Les grands perdants : C'est hélas trois membres du casting d'original qu'on retrouve dans cette triste catégorie : à part pour un très bon second rôle dans le Zodiac de David Fincher, Anthony Edwards n'a jamais eu ce qu'il méritait et s'est retrouvé l'an dernier à chasser des nazis dans l'embarrassante Zero Hour. On a aperçu Eriq LaSalle dans des rôles mineurs de séries mineures (A Gifted Man, How To Make It in America, voyez le genre) et il joue les réalisateurs une fois par un. Et puis il y aSherry Stringfield, qui se retrouve dans Under The Dome et ça me fait beaucoup de peine. Si l'absence de Michele Michael et de Eriq Palladino sur mes écrans ne m'attristent pas autant, je suis un peu déçu de voir Parminder Nagra jouer dans The Blacklist mais comme je n'ai jamais vu la série de James Spader, ce serait juste médisant.

Ceux qui s'en sortent gentiment : Aussi médiocre soit-elle, Falling Skies est toujours à l'antenne et permet à Noah Wyle de gagner sa vie honnêtement. Il porte le truc sur ses épaules et son combat contre les aliens est devenu pour moi un guilty pleasure estival incontournable (où l'a rejoint le temps d'une saison une Gloria Reuben qui n'a jamais vraiment concrétisé sa carrière de choriste). De son côté, Laura Innes n'a pas eu de chance avec ses deux dernières séries : The Event et Awake furent rapidement annulés et on ne peut blâmer personne pour ça. Heureusement, elle s'en sort mieux derrière la caméra même si elle s'y fait rare depuis l'annulation de Brothers & Sisters. Même syndrome pour Paul McCrane, devenu rare devant l'écran mais très actif en réalisateur "freelance". À cause d'un vilain cancer qui l'a écarté du pilote de Parenthood, Maura Tierney a manqué une belle opportunité. Ses rôles de guest-star dans Rescue Me ou The Office n'avaient rien de mémorable mais dans The Good Wife, elle était excellent. J'ai bon espoir la concernant avec l'arrivée prochaine de The Affair. Goran Visnjic est actuellement à l'affiche d'Extant avec Halle Berry, un an après l'annulation de Red Widow. Je ne sais pas ce que valent ces deux séries mais au moins, il a du taf. Même chose pour Alex Kingston qui est récurrente à domicile dansDr Who et de l'autre côté de l'Atlantique dans Arrow. Après un passage inquiétant dans Two & A Half Men, Ming-Na a retrouvé sa dignité dans l'univers Stargate et bosse maintenant pour les agents de Marvel. On a vu Scott Grimes (qui est doubleur pour American Dad et Family Guy)dans un rôle d'urgentiste à Chicago où il soignait William H. Macy.Quand à Mekhi Phifer, il enchaîne depuis l'arrêt d'ER des rôles récurrents dans des séries dont je me fous, qu'il s'agisse de Torchwood, de Lie To Me ou de House Of Lies.
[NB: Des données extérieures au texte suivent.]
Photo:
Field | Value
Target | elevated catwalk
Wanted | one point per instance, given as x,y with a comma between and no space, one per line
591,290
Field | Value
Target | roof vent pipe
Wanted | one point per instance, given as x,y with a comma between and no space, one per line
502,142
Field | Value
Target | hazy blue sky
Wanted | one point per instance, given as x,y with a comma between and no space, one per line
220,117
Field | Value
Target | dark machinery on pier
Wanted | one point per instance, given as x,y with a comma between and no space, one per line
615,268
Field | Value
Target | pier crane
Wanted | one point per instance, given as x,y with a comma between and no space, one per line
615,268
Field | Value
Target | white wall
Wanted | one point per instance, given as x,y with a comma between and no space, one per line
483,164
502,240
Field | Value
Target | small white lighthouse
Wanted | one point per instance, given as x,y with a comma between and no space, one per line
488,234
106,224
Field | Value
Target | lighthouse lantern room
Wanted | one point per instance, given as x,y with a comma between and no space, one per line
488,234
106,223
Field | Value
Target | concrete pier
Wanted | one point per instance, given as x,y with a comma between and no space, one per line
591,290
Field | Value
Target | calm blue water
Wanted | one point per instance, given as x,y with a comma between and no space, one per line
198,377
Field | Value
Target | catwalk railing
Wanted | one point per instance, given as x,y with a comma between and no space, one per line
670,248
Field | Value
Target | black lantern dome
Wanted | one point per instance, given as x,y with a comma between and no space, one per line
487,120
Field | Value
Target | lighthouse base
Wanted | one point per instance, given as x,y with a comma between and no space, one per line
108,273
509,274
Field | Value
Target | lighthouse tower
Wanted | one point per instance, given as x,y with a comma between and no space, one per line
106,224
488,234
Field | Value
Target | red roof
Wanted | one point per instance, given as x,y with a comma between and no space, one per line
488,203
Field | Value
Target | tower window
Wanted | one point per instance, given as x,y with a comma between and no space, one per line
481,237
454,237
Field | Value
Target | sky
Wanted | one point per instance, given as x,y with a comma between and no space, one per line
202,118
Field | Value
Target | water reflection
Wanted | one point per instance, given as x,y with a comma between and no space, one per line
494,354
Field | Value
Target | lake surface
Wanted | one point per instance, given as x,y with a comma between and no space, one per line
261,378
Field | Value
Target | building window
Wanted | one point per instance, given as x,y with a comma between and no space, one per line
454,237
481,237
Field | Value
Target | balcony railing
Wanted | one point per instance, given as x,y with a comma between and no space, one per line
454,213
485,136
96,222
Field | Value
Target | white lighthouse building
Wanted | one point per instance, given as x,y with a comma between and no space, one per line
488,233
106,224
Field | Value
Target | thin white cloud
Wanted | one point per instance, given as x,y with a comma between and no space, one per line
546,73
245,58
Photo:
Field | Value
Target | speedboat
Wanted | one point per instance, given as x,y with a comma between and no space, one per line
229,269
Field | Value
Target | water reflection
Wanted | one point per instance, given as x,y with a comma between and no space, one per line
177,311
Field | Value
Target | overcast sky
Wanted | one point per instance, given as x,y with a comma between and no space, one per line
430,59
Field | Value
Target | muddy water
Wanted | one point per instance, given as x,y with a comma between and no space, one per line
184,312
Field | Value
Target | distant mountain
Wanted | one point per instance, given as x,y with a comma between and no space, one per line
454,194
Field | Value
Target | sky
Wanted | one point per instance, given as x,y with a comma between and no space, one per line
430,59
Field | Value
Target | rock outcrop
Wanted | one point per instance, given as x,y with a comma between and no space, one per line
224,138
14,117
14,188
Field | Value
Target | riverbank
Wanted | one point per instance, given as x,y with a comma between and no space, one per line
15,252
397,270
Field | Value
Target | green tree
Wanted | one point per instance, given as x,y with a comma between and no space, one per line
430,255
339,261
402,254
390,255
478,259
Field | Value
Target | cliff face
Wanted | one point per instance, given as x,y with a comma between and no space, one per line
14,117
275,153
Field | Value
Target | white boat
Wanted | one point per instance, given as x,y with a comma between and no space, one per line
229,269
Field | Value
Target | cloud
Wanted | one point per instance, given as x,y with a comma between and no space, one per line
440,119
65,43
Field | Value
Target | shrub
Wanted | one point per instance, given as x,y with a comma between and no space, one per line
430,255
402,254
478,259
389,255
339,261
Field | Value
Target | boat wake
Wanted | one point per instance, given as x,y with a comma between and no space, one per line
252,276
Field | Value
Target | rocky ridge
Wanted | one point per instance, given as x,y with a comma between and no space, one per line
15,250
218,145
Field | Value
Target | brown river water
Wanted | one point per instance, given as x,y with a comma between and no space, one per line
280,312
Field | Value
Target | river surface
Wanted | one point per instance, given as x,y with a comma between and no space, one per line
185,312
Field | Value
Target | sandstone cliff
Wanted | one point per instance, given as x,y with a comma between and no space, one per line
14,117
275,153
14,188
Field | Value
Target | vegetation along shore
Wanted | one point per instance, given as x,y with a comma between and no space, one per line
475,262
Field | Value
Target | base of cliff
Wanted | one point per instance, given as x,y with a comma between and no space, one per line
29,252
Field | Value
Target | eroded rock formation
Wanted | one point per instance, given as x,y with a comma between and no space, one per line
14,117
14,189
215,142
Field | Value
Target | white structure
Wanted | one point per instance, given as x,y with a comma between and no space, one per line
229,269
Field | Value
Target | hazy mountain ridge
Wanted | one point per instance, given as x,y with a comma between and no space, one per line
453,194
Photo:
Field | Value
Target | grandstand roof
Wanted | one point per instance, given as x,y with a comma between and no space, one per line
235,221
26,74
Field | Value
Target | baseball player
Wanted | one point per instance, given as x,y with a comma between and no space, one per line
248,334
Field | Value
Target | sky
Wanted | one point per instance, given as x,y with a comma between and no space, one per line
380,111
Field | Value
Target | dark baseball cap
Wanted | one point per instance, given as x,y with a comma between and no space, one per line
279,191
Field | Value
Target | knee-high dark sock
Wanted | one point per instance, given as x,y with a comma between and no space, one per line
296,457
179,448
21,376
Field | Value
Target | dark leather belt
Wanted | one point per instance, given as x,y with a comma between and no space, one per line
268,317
Les grands gagnants : Deux infirmières se retrouvent au sommet du classement : Linda Cardellini qui, tout en continuant de faire pas mal de doublages, obtient des rôles de guest-star classe dans Mad Men, New Girl et se promène tranquillement dans le paysage du cinéma indépendant. Celle qui s'en sort le mieux sans hésitation, c'est quand même Julianna Margulies, devenue Alicia Florrick dans la très bonne The Good Wife. Ca tombe bien, on va pas mal parler d'elle cette semaine... 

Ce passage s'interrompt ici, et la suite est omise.